An estimated 38.1 million adults in the United States were diagnosed with diabetes in 2021, according to the Centers for Disease Control and Prevention. Of these, approximately 90% to 95% had type 2 diabetes. A new Johns Hopkins medicine study found that in adults with type 2 diabetes (most of whom were taking multiple antihypertensive drugs), a low-sodium dash-style diet (a dietary approach to stop hypertension) achieved a clinically meaningful reduction in blood pressure, primarily due to reduced sodium.
The dash diet is rich in fruits, vegetables and low-fat dairy products, with low saturated fat and cholesterol. For the study of Dash for Diabetes, the Johns Hopkins study corrected the original dash diet for people with type 2 diabetes by lowering carbohydrates and increasing unsaturated fats. Researchers also confirmed that diet is safe for chronic kidney disease, which reduces potassium content and affects many people with diabetes.

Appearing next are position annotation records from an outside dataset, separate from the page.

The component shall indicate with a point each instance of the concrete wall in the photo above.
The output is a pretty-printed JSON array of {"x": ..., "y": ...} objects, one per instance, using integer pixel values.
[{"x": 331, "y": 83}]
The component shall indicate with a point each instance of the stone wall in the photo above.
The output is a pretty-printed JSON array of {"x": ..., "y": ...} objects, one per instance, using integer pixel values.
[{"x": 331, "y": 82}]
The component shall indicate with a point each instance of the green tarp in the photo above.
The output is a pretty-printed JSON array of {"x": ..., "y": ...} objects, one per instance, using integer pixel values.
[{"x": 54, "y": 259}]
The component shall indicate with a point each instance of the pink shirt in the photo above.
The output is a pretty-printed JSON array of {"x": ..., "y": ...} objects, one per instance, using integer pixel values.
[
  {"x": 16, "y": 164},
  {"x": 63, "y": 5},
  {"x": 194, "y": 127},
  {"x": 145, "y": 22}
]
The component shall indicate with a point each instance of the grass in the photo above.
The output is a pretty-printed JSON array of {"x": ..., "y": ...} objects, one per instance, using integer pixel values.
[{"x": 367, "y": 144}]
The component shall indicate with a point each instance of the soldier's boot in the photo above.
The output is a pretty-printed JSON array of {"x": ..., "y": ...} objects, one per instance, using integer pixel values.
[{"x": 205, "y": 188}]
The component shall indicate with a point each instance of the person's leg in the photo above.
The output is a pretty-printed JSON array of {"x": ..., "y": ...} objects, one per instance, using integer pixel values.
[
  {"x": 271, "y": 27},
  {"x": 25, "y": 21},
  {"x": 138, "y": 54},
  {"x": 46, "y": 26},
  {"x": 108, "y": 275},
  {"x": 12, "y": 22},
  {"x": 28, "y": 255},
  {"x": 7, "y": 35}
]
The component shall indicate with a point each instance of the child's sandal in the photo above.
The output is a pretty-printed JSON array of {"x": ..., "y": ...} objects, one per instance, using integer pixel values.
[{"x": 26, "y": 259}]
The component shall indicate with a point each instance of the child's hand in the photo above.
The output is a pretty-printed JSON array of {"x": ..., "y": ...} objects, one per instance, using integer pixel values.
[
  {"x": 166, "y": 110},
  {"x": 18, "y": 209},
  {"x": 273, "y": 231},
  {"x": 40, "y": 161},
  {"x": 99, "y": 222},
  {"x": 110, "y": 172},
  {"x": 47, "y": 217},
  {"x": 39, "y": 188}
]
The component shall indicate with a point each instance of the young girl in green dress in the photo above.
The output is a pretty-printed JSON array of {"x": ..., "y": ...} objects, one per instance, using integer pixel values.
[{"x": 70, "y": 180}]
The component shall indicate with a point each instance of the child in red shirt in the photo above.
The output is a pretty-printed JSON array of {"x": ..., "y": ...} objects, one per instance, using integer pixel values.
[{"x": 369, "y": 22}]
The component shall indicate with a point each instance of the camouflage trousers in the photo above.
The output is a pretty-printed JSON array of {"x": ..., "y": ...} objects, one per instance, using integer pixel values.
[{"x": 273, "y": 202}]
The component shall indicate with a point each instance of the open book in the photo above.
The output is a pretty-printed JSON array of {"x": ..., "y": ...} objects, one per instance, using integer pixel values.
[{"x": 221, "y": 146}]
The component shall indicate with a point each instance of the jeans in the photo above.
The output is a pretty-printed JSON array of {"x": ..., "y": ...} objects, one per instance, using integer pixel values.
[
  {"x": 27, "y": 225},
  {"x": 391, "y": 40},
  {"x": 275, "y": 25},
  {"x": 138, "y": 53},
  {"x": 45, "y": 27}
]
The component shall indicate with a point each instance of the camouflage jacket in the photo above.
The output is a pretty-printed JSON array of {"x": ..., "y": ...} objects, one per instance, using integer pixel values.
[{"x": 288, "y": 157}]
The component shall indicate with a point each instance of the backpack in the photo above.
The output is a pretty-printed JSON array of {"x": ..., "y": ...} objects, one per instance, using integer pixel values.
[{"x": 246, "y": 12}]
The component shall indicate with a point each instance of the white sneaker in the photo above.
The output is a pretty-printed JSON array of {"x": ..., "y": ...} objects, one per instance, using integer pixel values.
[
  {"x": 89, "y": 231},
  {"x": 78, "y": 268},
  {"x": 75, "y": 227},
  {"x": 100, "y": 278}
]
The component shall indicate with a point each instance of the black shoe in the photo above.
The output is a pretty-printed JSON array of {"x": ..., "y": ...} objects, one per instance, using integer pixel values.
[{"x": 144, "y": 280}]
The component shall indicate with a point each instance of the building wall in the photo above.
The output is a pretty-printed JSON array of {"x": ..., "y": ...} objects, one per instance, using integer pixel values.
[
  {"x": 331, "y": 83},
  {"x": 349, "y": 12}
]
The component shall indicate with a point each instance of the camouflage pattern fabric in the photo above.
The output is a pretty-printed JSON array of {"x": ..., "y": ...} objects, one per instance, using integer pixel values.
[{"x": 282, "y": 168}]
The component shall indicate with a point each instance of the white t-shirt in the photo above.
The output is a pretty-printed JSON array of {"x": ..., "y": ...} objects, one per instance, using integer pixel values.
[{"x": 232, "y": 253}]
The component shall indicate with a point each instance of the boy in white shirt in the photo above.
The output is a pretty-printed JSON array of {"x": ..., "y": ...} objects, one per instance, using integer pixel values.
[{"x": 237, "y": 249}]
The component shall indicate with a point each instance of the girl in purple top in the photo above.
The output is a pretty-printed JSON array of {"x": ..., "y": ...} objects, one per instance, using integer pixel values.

“The dash diet has been around for a long time and is part of the standard treatment for hypertension. We know it will lower blood pressure, but there has been little research into this diet and sodium reduction in diabetic patients.” “The goal of this study was to develop a new version of the dash diet and see how effective it is in lowering blood pressure in diabetic patients.
This study was presented at Jama Internal Medicine on June 9th.
Pira says that despite hypertension generally affects diabetic patients and an important cause of stroke and heart disease, people with diabetes tend to concentrate on their blood sugar levels. Blood pressure targets for diabetic patients are below 130 mmHg, below 80 mmHg. When people take blood pressure medications, their systolic blood pressure (top number) usually drops about 10 percentage points. In this study, eating the low-sodium Dash4D diet reduced systolic blood pressure by about 5 percentage points. In people with diabetes, a 5 percentage point reduction in blood pressure reduced the risk of stroke by 14%, cardiovascular events by 6%, and heart failure by 8%.
“Many people are interested in controlling diabetes and blood pressure through diet and other lifestyle changes,” says corresponding authors Lawrence Appell, MD, MPH, a professor of medicine at Johns Hopkins University School of Medicine, who helped develop the original dash diet. Risk of stroke and heart disease. ”
According to Pilla, the study was a crossover feeding study, where all patients who participated in the study received four meals in a randomly assigned sequence: 1) the Dash4D diet with lower sodium, 2) the Dash4D diet with higher sodium, 3) the typical American diet with lower sodium, and 4) the typical American diet with higher sodium. Participants ate each meal for five weeks. They were provided with all the food and did not eat any food other than what was provided by the research. Those calories were adjusted to keep weight stable throughout the study.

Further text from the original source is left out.